Now that Spring has arrived, many Colorado cyclists will begin participating in races, fun rides, charitable events, and other organized rides for which the ride sponsor or promoter will be requesting a signed waiver in order to participate in the ride. If you are an avid and experienced cyclist, you have likely signed dozens, if not hundreds, of these over the years. You’ve probably even been in line with others at the registration table and heard someone say, “Sure, I’ll sign it, these things aren’t enforceable anyway.” Perhaps you have even made that comment yourself. Is that a true assertion? In Colorado, the answer is quite possibly not.
These types of written waivers or releases are commonly referred to in the law as exculpatory agreements. Potentially, these agreements are enforceable contracts that can significantly impact the duties, obligations and rights of those who sign them.
In my bike law practice, I am often asked by ride promoters, clubs, and local bike shops if they should be using waivers on their sanctioned or promoted rides. Because these agreements can be written in a way that creates a legally enforceable contract, they are an excellent tool for limiting the liability of a ride or event sponsor. Any promoter, shop or club who wishes to limit its liability would be wise to use them.
In Colorado, the determination of the sufficiency and validity of an exculpatory agreement is a matter of law for the court to determine. The validity of an exculpatory agreement must be determined by the following four criteria.
- The existence of a duty to the public;
- The nature of the service performed;
- Whether the contract was fairly entered into; and
- Whether the intention of the parties is expressed in clear and unambiguous language.
In the context of a cycling event, attacks against the validity of an agreement typically are made with respect to the fourth prong of the factors listed above. If the agreement clearly explains the risks involved and the limitation of liability against those released, the enforceability of the agreement is likely.
Years ago, a Colorado Supreme Court case held that a parent could not execute an exculpatory agreement on behalf of a minor child. In reaction to that court decision, the Colorado General Assembly passed a bill that was signed into law specifically creating a statutory provision that allows a parent of a child, on behalf of the child, to release or waive the child’s prospective claim for negligence associated with participating in youth sporting, recreational and educational activities where certain risks may exist. Accordingly, exculpatory agreements signed by parents on behalf of their minor children are now likewise enforceable if the standard criteria for enforceability are met.
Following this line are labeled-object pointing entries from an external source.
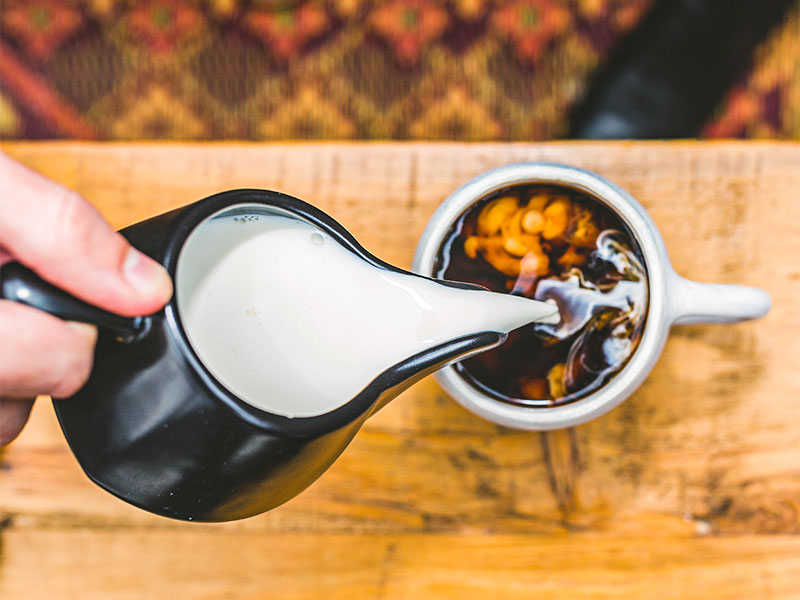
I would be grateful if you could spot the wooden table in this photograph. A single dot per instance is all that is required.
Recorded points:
(690, 489)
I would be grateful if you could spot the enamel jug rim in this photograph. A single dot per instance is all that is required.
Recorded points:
(359, 406)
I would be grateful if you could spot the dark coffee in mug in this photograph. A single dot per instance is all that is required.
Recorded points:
(547, 242)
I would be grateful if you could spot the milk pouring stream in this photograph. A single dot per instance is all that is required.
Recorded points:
(295, 324)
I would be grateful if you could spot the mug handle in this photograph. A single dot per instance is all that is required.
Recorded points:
(693, 302)
(20, 284)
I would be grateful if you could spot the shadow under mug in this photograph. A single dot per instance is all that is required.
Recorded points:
(673, 300)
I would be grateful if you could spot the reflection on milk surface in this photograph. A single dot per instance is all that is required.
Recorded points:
(295, 324)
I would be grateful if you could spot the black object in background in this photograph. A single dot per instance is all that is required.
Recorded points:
(671, 73)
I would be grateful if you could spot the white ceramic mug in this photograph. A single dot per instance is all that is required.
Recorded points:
(673, 299)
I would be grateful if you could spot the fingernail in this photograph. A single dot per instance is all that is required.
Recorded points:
(146, 276)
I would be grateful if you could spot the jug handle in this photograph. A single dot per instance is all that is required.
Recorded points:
(693, 302)
(20, 284)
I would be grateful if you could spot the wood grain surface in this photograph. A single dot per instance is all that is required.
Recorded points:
(690, 489)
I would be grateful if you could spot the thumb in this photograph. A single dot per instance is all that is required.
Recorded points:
(66, 241)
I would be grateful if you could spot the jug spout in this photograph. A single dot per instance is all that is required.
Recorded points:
(483, 320)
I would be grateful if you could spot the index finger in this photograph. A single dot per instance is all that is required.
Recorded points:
(66, 241)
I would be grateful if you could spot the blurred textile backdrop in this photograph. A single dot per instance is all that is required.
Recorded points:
(338, 69)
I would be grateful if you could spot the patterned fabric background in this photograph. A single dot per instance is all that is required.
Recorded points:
(336, 69)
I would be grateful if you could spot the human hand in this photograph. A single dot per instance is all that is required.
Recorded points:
(61, 237)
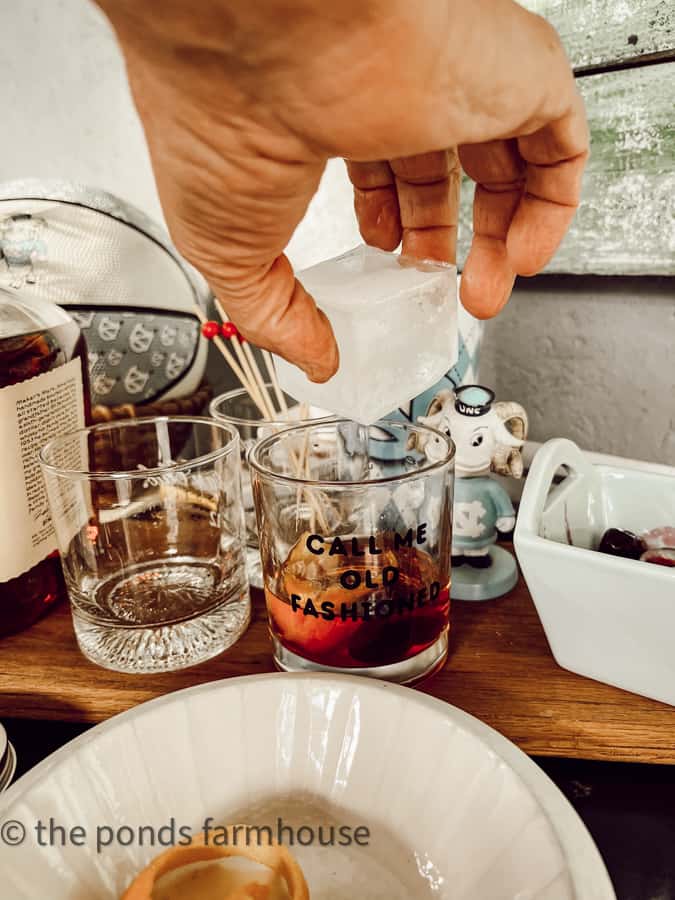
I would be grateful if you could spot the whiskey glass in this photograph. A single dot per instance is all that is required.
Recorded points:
(149, 525)
(355, 526)
(239, 410)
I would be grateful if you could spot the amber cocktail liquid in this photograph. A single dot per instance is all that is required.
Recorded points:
(371, 600)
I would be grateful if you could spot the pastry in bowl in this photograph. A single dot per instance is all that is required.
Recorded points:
(266, 871)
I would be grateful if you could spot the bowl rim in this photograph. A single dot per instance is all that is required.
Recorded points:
(586, 868)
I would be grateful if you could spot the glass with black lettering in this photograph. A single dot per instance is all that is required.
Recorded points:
(355, 533)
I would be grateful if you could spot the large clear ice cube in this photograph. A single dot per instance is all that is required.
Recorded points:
(395, 321)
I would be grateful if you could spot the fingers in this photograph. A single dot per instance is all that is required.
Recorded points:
(376, 203)
(527, 192)
(232, 197)
(488, 274)
(556, 157)
(414, 198)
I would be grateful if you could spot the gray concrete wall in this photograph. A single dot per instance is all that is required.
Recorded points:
(592, 359)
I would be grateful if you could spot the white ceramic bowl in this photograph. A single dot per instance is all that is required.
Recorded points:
(607, 618)
(454, 810)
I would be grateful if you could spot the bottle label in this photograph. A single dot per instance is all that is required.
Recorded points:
(31, 413)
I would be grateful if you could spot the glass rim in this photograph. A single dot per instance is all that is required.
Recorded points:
(266, 472)
(83, 474)
(238, 420)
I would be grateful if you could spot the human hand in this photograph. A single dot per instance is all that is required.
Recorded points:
(243, 102)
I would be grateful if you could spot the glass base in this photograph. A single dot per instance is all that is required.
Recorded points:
(410, 671)
(165, 648)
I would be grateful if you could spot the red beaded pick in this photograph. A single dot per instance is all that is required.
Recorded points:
(210, 330)
(229, 330)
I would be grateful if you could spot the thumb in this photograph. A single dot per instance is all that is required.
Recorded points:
(233, 191)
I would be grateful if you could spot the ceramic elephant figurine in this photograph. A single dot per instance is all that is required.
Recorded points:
(488, 437)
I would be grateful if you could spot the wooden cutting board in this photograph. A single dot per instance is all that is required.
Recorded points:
(500, 669)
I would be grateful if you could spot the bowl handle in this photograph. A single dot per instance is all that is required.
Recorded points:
(548, 460)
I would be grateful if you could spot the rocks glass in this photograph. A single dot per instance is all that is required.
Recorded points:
(239, 410)
(355, 537)
(149, 525)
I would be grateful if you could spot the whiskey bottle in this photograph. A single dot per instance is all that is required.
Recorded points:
(43, 393)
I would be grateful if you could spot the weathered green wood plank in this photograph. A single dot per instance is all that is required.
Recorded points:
(626, 222)
(609, 32)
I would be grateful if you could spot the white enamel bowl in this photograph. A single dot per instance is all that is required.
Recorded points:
(453, 809)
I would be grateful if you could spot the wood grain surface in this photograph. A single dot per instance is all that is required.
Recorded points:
(608, 32)
(624, 225)
(500, 669)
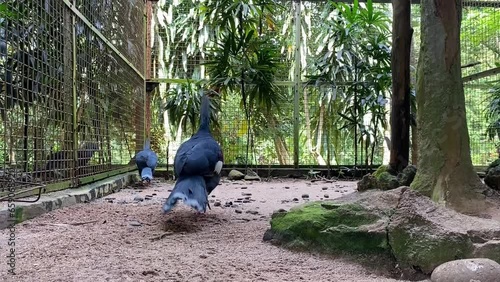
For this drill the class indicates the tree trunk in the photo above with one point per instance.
(309, 141)
(413, 127)
(445, 171)
(279, 142)
(400, 60)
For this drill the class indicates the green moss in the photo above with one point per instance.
(381, 169)
(413, 247)
(387, 181)
(329, 227)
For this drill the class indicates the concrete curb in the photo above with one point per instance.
(60, 199)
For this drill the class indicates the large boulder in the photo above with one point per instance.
(423, 235)
(467, 270)
(418, 233)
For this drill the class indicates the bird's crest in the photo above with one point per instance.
(147, 144)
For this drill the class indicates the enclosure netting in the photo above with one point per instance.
(72, 93)
(343, 84)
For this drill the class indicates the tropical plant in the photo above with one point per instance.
(353, 64)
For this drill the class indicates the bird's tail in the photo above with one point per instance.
(147, 144)
(147, 174)
(191, 190)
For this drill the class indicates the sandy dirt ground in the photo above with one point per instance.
(125, 237)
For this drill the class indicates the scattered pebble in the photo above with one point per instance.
(135, 223)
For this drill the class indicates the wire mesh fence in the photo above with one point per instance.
(72, 93)
(335, 85)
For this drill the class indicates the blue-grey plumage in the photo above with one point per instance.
(200, 154)
(198, 159)
(191, 190)
(146, 161)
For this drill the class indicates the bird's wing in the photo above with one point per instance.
(198, 156)
(191, 190)
(152, 159)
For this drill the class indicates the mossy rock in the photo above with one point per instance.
(399, 224)
(405, 177)
(495, 163)
(423, 235)
(330, 227)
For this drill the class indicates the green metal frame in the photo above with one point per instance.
(53, 187)
(77, 13)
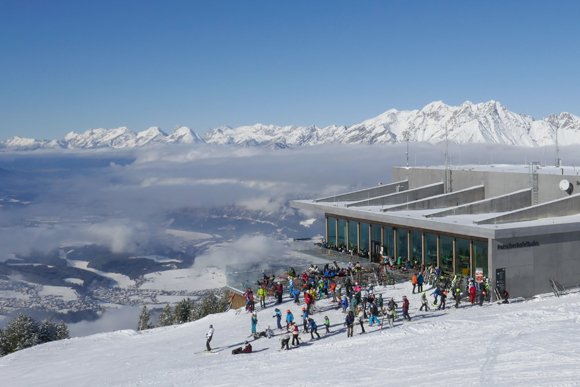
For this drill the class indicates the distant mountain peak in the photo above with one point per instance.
(484, 122)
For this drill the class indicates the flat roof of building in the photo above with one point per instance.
(463, 212)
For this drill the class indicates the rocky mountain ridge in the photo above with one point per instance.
(488, 122)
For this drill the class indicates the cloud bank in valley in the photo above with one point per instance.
(124, 199)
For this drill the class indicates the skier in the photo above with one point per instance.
(313, 328)
(457, 297)
(304, 320)
(285, 341)
(361, 317)
(327, 324)
(424, 302)
(482, 296)
(278, 315)
(391, 312)
(289, 318)
(406, 308)
(279, 292)
(443, 298)
(295, 333)
(308, 300)
(246, 349)
(374, 315)
(254, 323)
(249, 295)
(209, 336)
(472, 293)
(381, 304)
(262, 296)
(436, 293)
(505, 296)
(344, 303)
(349, 322)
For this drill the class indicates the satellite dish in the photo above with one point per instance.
(566, 186)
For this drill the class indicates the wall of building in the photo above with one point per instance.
(532, 262)
(496, 182)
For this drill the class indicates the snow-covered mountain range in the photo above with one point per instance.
(488, 122)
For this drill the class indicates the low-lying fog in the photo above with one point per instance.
(125, 200)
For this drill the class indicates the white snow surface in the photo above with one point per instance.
(529, 343)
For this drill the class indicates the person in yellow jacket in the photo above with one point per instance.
(262, 296)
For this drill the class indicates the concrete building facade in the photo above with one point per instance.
(519, 226)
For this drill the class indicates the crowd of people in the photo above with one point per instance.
(346, 291)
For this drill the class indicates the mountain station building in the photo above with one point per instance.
(517, 225)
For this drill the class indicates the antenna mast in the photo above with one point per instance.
(446, 185)
(406, 136)
(558, 160)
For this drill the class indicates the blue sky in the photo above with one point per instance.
(76, 65)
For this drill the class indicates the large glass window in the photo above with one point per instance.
(331, 225)
(446, 253)
(375, 242)
(462, 266)
(389, 241)
(352, 235)
(402, 235)
(430, 249)
(341, 239)
(416, 247)
(364, 238)
(480, 254)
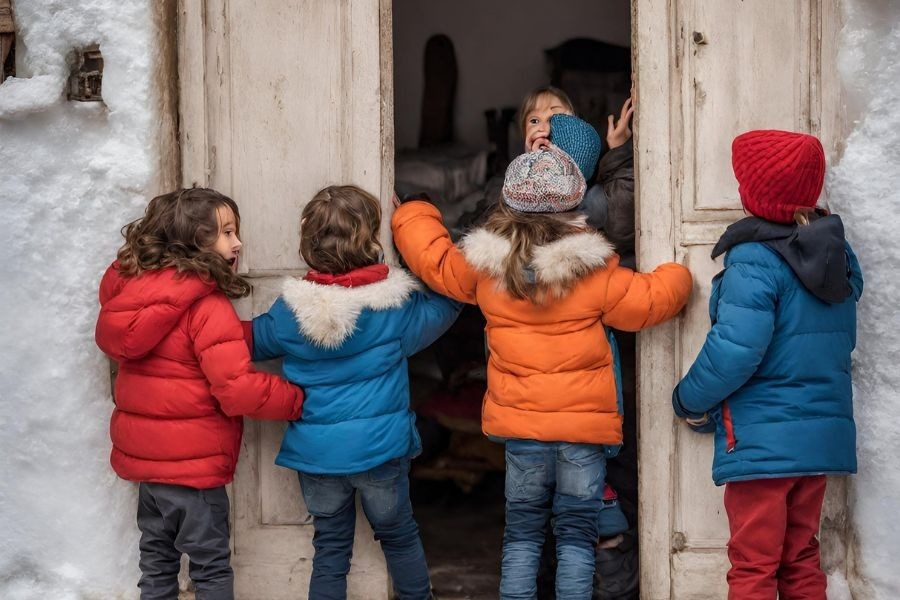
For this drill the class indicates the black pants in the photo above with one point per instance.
(176, 520)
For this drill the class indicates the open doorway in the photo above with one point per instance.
(461, 69)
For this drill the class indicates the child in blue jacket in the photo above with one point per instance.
(345, 330)
(773, 377)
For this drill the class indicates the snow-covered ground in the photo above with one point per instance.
(864, 188)
(72, 174)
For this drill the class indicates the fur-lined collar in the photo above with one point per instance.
(327, 314)
(562, 261)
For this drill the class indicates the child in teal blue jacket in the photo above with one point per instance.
(345, 330)
(773, 377)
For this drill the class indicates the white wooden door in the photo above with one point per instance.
(707, 71)
(280, 98)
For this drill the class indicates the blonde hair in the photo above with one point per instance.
(178, 230)
(525, 231)
(339, 230)
(531, 100)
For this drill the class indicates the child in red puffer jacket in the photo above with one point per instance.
(184, 382)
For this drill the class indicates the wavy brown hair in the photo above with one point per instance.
(525, 231)
(339, 230)
(178, 230)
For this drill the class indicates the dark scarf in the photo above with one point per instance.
(815, 252)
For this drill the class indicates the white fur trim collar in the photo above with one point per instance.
(563, 260)
(327, 314)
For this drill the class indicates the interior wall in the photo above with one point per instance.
(499, 52)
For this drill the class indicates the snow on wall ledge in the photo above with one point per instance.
(863, 188)
(72, 174)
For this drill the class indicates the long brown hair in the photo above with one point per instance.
(178, 230)
(339, 230)
(525, 231)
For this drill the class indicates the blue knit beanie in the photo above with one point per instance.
(578, 139)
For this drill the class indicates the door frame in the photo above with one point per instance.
(659, 44)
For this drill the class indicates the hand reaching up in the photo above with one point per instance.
(619, 133)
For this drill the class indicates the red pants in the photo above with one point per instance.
(773, 546)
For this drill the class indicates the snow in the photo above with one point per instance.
(72, 174)
(863, 188)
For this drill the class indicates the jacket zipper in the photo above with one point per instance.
(730, 441)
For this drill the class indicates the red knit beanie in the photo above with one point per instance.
(778, 172)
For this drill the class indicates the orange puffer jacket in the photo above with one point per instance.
(550, 372)
(185, 379)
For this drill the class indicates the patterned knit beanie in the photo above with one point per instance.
(578, 139)
(778, 172)
(543, 181)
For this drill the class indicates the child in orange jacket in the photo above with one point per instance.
(547, 284)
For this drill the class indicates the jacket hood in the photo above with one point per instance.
(137, 313)
(327, 314)
(562, 261)
(816, 252)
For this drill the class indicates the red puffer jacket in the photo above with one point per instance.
(184, 381)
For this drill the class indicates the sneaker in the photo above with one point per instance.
(611, 522)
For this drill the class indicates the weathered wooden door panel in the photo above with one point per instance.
(279, 99)
(706, 71)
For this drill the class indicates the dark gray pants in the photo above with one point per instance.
(176, 520)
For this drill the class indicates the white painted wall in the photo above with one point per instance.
(499, 52)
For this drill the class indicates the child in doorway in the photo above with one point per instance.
(773, 377)
(346, 329)
(184, 381)
(609, 205)
(547, 284)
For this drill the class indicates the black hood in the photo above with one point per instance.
(816, 252)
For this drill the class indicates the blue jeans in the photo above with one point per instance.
(561, 483)
(384, 492)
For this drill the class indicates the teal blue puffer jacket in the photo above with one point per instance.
(774, 372)
(348, 347)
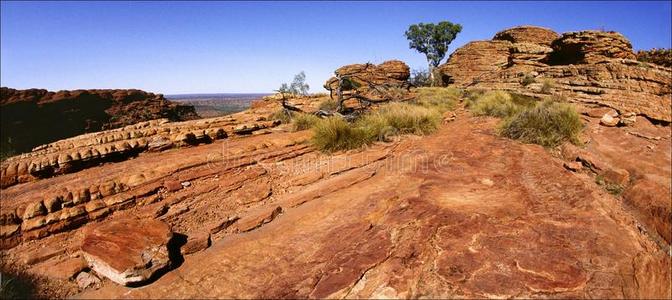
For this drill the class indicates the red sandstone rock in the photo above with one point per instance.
(390, 74)
(78, 112)
(195, 243)
(61, 270)
(127, 251)
(527, 34)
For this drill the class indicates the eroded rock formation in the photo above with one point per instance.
(36, 116)
(586, 66)
(127, 251)
(373, 82)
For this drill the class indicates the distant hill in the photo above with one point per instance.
(36, 116)
(215, 105)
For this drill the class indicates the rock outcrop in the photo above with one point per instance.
(585, 67)
(263, 215)
(527, 34)
(589, 47)
(369, 80)
(127, 251)
(661, 57)
(36, 116)
(473, 60)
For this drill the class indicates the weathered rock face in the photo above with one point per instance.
(661, 57)
(523, 47)
(473, 60)
(390, 74)
(586, 47)
(127, 251)
(527, 34)
(586, 67)
(624, 85)
(35, 116)
(461, 213)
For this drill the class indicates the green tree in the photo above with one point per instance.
(432, 40)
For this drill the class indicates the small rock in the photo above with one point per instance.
(573, 166)
(42, 255)
(628, 119)
(86, 279)
(172, 185)
(61, 270)
(159, 143)
(600, 112)
(127, 250)
(135, 180)
(195, 243)
(34, 209)
(608, 120)
(487, 181)
(617, 176)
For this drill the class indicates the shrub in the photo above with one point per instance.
(328, 105)
(495, 104)
(334, 133)
(440, 99)
(284, 116)
(408, 118)
(547, 124)
(527, 80)
(420, 78)
(612, 188)
(303, 121)
(547, 86)
(472, 95)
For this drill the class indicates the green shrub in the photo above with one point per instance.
(334, 133)
(548, 124)
(612, 188)
(392, 119)
(441, 99)
(303, 121)
(527, 80)
(495, 104)
(284, 116)
(329, 105)
(547, 86)
(407, 118)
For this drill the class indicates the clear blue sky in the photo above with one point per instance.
(191, 47)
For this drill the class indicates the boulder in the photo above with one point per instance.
(196, 242)
(472, 60)
(388, 75)
(527, 34)
(86, 279)
(617, 176)
(608, 120)
(127, 251)
(590, 46)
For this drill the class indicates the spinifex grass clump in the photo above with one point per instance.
(283, 115)
(438, 98)
(548, 124)
(328, 105)
(303, 121)
(334, 133)
(495, 104)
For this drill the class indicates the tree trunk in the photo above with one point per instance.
(432, 80)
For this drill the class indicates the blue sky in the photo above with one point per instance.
(192, 47)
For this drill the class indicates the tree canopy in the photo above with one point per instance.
(432, 39)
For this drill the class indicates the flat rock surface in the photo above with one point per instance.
(127, 250)
(422, 223)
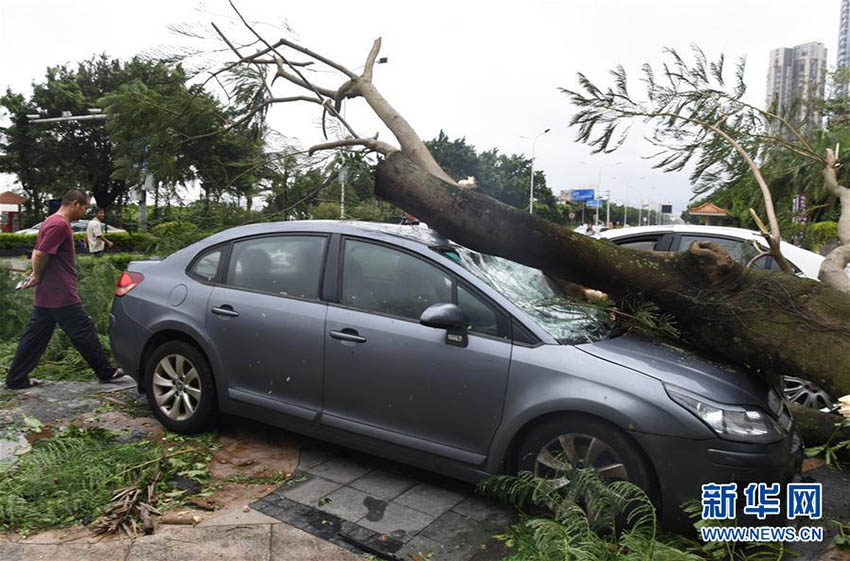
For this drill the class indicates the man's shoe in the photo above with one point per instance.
(117, 374)
(31, 383)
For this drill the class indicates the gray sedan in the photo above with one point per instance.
(393, 340)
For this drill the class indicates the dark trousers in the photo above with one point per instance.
(76, 323)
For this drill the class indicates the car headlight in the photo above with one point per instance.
(732, 422)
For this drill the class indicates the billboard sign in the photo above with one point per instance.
(583, 195)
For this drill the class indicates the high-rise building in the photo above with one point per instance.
(795, 78)
(843, 59)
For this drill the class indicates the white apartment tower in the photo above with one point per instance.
(843, 59)
(796, 76)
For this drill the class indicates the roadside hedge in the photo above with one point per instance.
(132, 242)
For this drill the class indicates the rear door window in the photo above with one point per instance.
(206, 267)
(739, 250)
(280, 265)
(379, 279)
(643, 243)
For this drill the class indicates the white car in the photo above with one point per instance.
(739, 243)
(77, 226)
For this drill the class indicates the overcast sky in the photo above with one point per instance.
(489, 71)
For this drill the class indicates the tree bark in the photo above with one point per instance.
(770, 322)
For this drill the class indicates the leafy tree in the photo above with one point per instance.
(503, 177)
(25, 152)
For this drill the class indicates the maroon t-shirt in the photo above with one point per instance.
(58, 286)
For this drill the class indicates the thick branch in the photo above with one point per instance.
(774, 238)
(372, 143)
(252, 112)
(830, 174)
(780, 324)
(832, 269)
(370, 60)
(282, 73)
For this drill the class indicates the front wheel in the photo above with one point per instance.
(179, 387)
(556, 446)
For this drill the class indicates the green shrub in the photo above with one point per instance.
(15, 305)
(16, 241)
(50, 486)
(823, 233)
(594, 520)
(172, 236)
(138, 242)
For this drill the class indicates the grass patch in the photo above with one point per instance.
(72, 478)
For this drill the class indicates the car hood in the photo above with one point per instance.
(678, 367)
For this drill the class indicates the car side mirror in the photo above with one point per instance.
(449, 317)
(443, 316)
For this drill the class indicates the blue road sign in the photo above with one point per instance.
(583, 194)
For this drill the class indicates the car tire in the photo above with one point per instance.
(605, 446)
(179, 387)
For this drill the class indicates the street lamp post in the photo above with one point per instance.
(531, 188)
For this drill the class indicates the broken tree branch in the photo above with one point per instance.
(372, 143)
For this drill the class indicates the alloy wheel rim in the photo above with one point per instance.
(177, 387)
(571, 451)
(807, 394)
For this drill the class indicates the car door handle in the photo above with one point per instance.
(225, 310)
(348, 335)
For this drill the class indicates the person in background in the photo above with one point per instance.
(94, 234)
(54, 276)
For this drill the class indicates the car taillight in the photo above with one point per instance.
(127, 282)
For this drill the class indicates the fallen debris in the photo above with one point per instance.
(129, 505)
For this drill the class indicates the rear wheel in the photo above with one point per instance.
(556, 446)
(179, 387)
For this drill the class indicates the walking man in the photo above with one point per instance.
(94, 234)
(54, 276)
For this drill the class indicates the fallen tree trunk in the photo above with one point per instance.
(775, 323)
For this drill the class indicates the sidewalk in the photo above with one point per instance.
(255, 537)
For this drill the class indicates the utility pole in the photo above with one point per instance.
(96, 114)
(342, 177)
(607, 207)
(531, 188)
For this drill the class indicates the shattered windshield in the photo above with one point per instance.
(537, 295)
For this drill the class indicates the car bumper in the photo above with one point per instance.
(683, 466)
(127, 338)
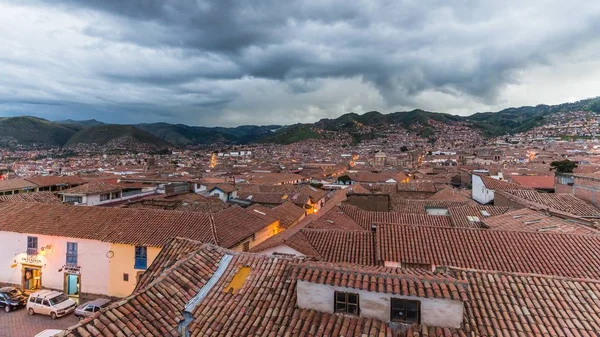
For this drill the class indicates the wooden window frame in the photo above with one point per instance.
(405, 311)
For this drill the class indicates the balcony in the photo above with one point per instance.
(141, 263)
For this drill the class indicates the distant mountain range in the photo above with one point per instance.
(28, 130)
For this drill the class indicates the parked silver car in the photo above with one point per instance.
(89, 308)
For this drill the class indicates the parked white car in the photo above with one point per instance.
(48, 333)
(51, 303)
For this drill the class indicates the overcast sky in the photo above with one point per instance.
(231, 62)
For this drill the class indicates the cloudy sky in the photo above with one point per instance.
(230, 62)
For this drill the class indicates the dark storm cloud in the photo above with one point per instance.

Enforceable exculpatory agreements cannot be used to shield liability for all conduct. Generally, their use is limited to acts of negligence. Negligence means a failure to do an act which a reasonably careful person would do, or the doing of an act which a reasonably careful person would not do, under the same or similar circumstances to protect one’s self or others from injury or damage. Simply put, most negligence cases are ones involving an accident, involving carelessness, a bad decision, or bad judgment. Exculpatory agreements cannot be used to shield a released party from their reckless, intentional, willful and/or wanton conduct. Signing an exculpatory agreement, therefore, does not create a scenario where the released parties are insulated from any harmful conduct. Accordingly, efforts to argue against enforceability often require an attempt to show that the released party’s conduct was more than negligent, and was at least reckless.
Because exculpatory agreements are potentially enforceable in Colorado, clubs, shops and promoters are wise to use them. Further, participants in cycling events would be wise to carefully read and understand the document they are signing, as it quite possibly is worth considerably more than the paper it is printed on.